I can't really explain what it feels like to be stared at because you're different. It probably feels worse than being stared at because you're beautiful. I hate the feeling of knowing people are scared of me, shocked, confronted, surprised and judgemental. Sometimes I just want to be stared at because someone think's I'm beauituful.

I promise my next blog entry will be more positive. But it felt good to vent :)


  1. Oh Carly, lots of hugs for you. I can't even imagine how that would've felt.

    If you ever need cheering up and to be reminded about how nice people can be, check out www.operationbeautiful.com

    It's all about telling people how beautiful they are, just like you are!


  2. Thanks for your kind words Polly.
    I will have a look at the website soon x

  3. So awful :( I'm pretty outraged at the ignorance of the mother who should have taught her son that 'no, she's not horrible'


  4. Oh Carly, said with a big sigh here...that is just horrendous. I agree, his mother should have really pulled him up on that. She is certainly not setting a good example of him.

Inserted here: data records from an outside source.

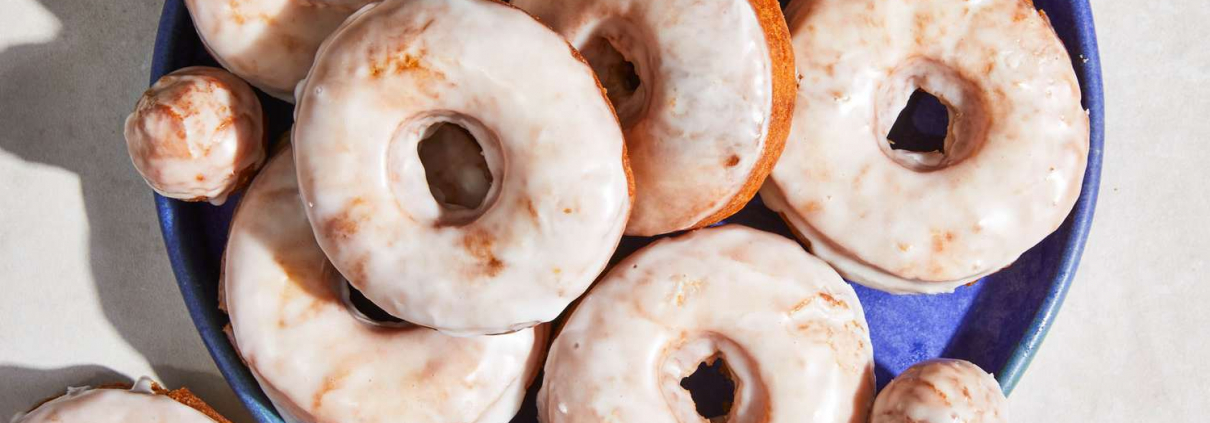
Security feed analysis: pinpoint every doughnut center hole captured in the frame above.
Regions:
[887,88,950,155]
[874,57,992,172]
[581,35,646,129]
[416,122,494,224]
[680,355,736,423]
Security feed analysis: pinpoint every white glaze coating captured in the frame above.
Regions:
[185,0,374,102]
[761,0,1089,292]
[870,359,1008,423]
[294,0,629,335]
[513,0,788,236]
[125,66,265,204]
[223,149,546,423]
[12,378,214,423]
[537,225,874,423]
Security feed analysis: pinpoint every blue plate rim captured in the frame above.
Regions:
[150,0,1105,422]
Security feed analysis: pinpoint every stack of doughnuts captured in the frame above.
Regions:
[117,0,1089,423]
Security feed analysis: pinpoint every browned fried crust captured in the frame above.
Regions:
[687,0,799,230]
[29,382,231,423]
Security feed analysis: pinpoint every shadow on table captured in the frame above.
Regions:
[0,0,246,417]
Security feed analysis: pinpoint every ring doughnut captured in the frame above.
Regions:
[762,0,1089,294]
[870,359,1008,423]
[220,149,546,423]
[12,377,230,423]
[125,66,265,204]
[537,225,874,423]
[294,0,632,335]
[513,0,795,236]
[185,0,374,102]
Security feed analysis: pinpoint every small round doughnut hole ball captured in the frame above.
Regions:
[126,66,265,204]
[870,359,1009,423]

    Just a suggestion Carly to save the 'awkwardness' you could have said to him - "No one is horrible we are just all different", but that is just a thought, up to yourself.

    I know the feeling when you are singled out to highlight what is 'wrong' with you. it is not a nice feeling at all. Just try to ignore it the best you can and know that you are worthy beautiful just as you are. I have learned to accept how my condition looks and that goes a very long way in not being offended when kids question or point at it.